Key Takeaways
- Second quarter operating profit reached SEK 5.91 billion, falling short of the SEK 6.38 billion analyst consensus
- Revenue totaled SEK 54.83 billion, below the anticipated SEK 55.25 billion
- Conservative inventory approach limited the retailer’s capacity to satisfy customer orders
- After excluding SEK 679 million in restructuring expenses, underlying operating profit climbed 11% to SEK 6.59 billion
- The company projects June sales will remain unchanged versus prior year in local currency terms
Shares of H&M declined approximately 2.5% Thursday following the Swedish fashion retailer’s release of second-quarter financial results that underperformed Wall Street projections.
The company reported operating profit of SEK 5.91 billion for the three months ending in May, missing the analyst estimate of SEK 6.38 billion. Revenue came to SEK 54.83 billion, which also trailed the SEK 55.25 billion consensus.
The stock traded at 164.40 Swedish crowns, representing a decline of 4.3 crowns during the session.
Chief Executive Daniel Ervér conceded that the company’s stricter approach to inventory management came with trade-offs. “The tighter inventory management has, however, in some cases affected our ability to fully meet demand,” he noted in a prepared statement.
Revenue remained essentially unchanged year-over-year when measured in local currencies. The retailer also operated with approximately 3% fewer locations at the end of the quarter compared to the same period twelve months prior.
Digging Into the Financial Details
The reported shortfall was primarily attributed to non-recurring expenses. The company recorded SEK 679 million in restructuring charges related to organizational changes in its sales markets and central sales division.
Excluding these exceptional items, adjusted operating profit increased 11% to SEK 6.59 billion, representing a margin of 12% compared to 10.4% in the previous year. According to Morgan Stanley analysis, this underlying performance came in approximately 3-4% above market expectations.

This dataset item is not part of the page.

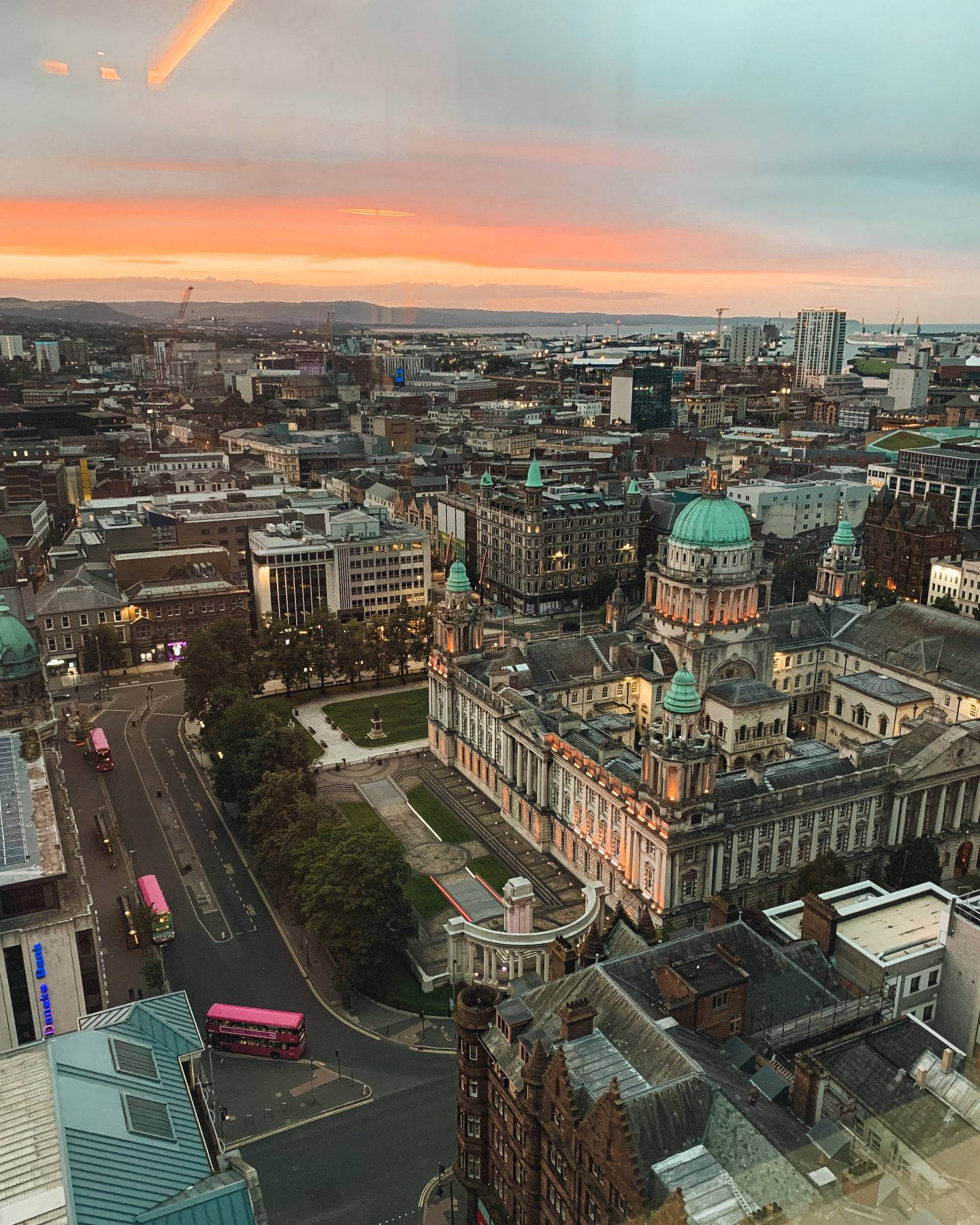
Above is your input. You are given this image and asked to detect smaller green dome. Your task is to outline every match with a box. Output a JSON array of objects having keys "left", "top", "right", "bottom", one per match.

Gross profit margin expanded to 56.6% from 55.4% in the comparable period, surpassing the forecasted 56.5%.
Net income remained stable at SEK 3.96 billion. Per-share earnings inched higher to SEK 2.49 from SEK 2.48. Operating cash flow surged 24% to SEK 10.59 billion.

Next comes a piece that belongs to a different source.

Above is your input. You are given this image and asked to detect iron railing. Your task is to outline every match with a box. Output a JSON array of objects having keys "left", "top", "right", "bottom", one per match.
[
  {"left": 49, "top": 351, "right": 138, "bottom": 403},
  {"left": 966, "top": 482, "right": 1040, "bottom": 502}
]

Inventory holdings decreased 10% year-over-year to SEK 34.94 billion. When adjusted for currency fluctuations, the reduction was 2%.

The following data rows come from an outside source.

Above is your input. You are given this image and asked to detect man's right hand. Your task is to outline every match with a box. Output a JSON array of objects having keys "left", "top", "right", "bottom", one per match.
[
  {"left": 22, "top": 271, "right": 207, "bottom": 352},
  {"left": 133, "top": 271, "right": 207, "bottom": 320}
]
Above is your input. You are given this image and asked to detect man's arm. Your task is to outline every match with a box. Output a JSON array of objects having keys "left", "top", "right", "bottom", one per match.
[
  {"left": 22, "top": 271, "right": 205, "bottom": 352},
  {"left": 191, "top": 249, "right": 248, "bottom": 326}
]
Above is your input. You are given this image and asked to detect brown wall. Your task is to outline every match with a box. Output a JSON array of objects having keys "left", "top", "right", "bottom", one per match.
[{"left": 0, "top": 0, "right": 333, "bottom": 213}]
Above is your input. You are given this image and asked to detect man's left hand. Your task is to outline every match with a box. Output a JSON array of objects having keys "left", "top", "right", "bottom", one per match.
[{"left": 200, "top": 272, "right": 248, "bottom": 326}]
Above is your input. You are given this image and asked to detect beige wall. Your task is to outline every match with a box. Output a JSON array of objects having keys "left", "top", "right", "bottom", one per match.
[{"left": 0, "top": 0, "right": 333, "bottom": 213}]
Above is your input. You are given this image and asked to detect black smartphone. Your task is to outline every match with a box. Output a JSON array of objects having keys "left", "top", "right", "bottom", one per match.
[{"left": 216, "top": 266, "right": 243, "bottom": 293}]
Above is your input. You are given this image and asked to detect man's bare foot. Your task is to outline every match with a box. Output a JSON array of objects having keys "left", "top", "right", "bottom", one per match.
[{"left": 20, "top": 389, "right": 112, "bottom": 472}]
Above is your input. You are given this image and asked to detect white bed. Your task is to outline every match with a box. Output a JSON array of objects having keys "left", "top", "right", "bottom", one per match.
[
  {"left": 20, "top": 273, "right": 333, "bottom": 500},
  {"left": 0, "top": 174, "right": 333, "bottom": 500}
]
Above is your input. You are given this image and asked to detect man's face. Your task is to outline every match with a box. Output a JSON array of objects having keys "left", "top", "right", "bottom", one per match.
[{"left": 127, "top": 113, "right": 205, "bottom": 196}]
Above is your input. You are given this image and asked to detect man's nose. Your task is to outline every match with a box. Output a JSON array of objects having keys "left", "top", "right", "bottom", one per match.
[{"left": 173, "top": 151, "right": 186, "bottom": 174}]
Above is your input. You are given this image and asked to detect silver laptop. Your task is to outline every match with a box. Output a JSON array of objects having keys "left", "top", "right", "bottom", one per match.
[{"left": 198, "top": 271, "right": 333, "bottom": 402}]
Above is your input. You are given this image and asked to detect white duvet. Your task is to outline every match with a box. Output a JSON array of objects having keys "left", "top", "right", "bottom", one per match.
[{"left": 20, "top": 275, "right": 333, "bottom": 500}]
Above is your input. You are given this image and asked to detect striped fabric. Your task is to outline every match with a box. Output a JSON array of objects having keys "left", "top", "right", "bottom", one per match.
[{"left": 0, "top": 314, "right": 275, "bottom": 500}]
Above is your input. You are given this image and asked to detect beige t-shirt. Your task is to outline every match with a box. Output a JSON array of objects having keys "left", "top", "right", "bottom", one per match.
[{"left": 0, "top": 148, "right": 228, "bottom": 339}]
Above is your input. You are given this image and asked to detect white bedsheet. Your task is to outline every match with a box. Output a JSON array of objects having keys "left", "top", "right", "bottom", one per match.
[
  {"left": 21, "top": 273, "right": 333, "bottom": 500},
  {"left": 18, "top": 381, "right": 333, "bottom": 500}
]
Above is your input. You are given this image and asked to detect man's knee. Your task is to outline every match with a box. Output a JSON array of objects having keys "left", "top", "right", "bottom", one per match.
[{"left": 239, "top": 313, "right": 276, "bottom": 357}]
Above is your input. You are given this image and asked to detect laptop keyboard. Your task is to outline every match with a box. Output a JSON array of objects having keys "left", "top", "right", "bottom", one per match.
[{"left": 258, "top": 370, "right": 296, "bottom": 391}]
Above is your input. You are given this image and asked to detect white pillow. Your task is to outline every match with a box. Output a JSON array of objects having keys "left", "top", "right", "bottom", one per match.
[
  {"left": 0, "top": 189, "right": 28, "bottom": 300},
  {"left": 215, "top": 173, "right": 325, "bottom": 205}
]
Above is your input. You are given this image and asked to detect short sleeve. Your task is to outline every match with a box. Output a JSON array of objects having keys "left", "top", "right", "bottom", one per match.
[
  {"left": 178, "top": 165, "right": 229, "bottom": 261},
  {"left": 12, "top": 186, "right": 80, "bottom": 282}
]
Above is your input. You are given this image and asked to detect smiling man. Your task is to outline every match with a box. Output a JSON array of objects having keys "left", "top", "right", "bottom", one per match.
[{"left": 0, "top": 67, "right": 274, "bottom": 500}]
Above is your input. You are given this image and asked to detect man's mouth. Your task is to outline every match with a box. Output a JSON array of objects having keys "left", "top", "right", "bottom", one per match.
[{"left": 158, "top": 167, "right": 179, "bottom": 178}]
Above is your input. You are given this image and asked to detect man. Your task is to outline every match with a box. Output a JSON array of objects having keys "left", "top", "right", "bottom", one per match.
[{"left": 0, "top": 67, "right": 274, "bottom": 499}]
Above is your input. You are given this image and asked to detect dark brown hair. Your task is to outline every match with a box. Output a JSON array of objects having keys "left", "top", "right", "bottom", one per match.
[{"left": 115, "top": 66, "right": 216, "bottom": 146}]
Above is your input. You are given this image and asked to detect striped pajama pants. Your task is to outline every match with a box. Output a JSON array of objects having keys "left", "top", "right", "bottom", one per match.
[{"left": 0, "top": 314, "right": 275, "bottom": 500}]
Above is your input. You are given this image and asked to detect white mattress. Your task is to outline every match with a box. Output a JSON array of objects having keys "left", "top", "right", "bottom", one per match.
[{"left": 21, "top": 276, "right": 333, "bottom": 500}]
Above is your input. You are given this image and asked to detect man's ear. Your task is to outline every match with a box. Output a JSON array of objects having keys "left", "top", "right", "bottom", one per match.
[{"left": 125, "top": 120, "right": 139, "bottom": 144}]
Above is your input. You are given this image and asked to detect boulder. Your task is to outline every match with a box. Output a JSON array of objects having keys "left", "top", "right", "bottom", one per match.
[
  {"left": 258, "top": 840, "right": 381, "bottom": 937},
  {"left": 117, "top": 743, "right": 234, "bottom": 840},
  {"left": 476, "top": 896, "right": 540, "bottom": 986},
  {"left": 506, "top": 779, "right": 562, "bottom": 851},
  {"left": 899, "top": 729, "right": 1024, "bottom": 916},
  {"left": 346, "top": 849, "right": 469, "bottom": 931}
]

For the six-month period of 2026, net sales totaled SEK 104.44 billion, compared to SEK 112.05 billion in the prior year. Excluding exceptional charges, operating profit for the half-year period increased 14% to SEK 8.10 billion.
Wall Street Perspective
Morgan Stanley, which maintains an “underweight” rating on H&M with a 120-crown price objective, characterized the results as “broadly in line with investor expectations.”
However, the investment bank expressed some reservations about the outlook for the latter half of the year. It highlighted decelerating constant-currency sales growth and diminishing benefits from cost reduction programs, as savings from margin enhancement and overhead efficiency initiatives begin to moderate.
The firm also emphasized that technology spending is scheduled to increase starting in the second half, while elevated raw material and logistics expenses continue to present challenges.
H&M indicated it anticipates third-quarter promotional activity to align with year-ago levels. The company forecasts June sales in local currencies will be unchanged compared to last year.
Throughout the quarter, H&M inaugurated its initial location in Rio de Janeiro and relaunched its premier store on Hamngatan in Stockholm. The retailer has scheduled its first Paraguayan store opening for the second half of 2026 and plans to enter the Argentine market in 2027.